Con un tono más moderado, pero coincidente en el fondo, también se pronunciaron el primer ministro neerlandés, Dick Schoof, que consideró que el proceso "debería continuar", y el jefe del Ejecutivo austriaco, Christian Stocker, quien, pese a haber votado en contra en el Consejo la semana anterior, calificó la aplicación provisional como una práctica habitual.
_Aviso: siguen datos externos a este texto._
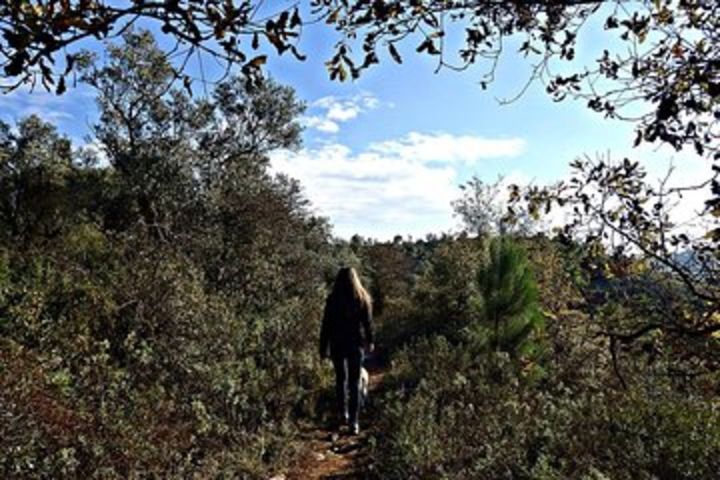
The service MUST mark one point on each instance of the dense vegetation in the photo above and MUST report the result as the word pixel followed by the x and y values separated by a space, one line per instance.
pixel 160 296
pixel 552 399
pixel 157 292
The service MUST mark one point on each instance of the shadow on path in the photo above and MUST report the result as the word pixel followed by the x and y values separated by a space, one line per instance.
pixel 332 454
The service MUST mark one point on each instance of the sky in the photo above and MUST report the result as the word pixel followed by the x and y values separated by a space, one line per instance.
pixel 385 155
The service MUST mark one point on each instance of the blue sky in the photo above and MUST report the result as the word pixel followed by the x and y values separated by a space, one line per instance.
pixel 385 154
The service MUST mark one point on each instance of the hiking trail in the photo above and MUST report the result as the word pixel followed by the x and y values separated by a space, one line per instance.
pixel 332 454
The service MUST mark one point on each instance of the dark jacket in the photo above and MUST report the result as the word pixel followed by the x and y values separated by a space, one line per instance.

Desde el punto de vista institucional, Von der Leyen no necesitaba una nueva autorización del Consejo Europeo, formado por los jefes de Estado y de Gobierno, aunque sí contaba con el respaldo previo del Consejo de la UE, que representa a los Estados miembros a nivel ministerial. Así lo explicó António Costa, al recordar que los gobiernos nacionales ya habían dado su visto bueno la semana pasada, al tiempo que autorizaron a la Comisión a firmar el acuerdo, algo que se formalizó el sábado en Asunción, Paraguay.

Aun así, Costa hizo explícito ese apoyo en su comparecencia ante la prensa durante la madrugada del viernes, al instar a la Comisión a utilizar la decisión del Consejo para poner en marcha la aplicación provisional del tratado. Con ello, otorgó un respaldo político claro a la presidenta de la Comisión.

Este gesto responde a una realidad evidente en Bruselas: el principal escollo no es jurídico, sino político. Por un lado, la UE es consciente de la creciente impaciencia de los países del Mercosur, que desean que el acuerdo entre en vigor cuanto antes. Paraguay prevé presentar el texto la próxima semana ante la Comisión Permanente del Congreso, Argentina lo debatirá en sesiones extraordinarias a partir de febrero, y tanto Brasil como Uruguay mantienen su intención de ratificarlo con rapidez.

Por otro lado, la Comisión procura no tensar aún más la relación con el Parlamento Europeo, donde existe un claro malestar ante la posibilidad de que se margine al hemiciclo en un asunto de tanta relevancia. Con una futura votación que se prevé muy ajustada y un Parlamento profundamente dividido, el Ejecutivo comunitario no puede permitirse perder apoyos por decisiones precipitadas o mal interpretadas.

La llamada de Costa a Von der Leyen proporciona, en este contexto, un respaldo político que permitirá a la presidenta centrarse en su siguiente reto: evitar un mayor desgaste en la Eurocámara. Fuentes comunitarias indican que la Comisión está dispuesta a escuchar a todas las sensibilidades y que la propia Von der Leyen trabajará directamente con los grupos parlamentarios para recabar el mayor apoyo posible.

Además, como recordó la presidenta de la Comisión, pese a la presión, no existe una urgencia inmediata. Todavía no se ha tomado ninguna decisión porque no será necesaria hasta que uno o varios países del Mercosur completen sus trámites internos, algo que Bruselas no prevé que ocurra antes de uno o dos meses. Cuando llegue ese momento, aseguró Von der Leyen, la Unión Europea cumplirá su parte. Una promesa que resume su mensaje y que, previsiblemente, volverá a recordarse en breve: la UE estará preparada cuando lo estén sus socios.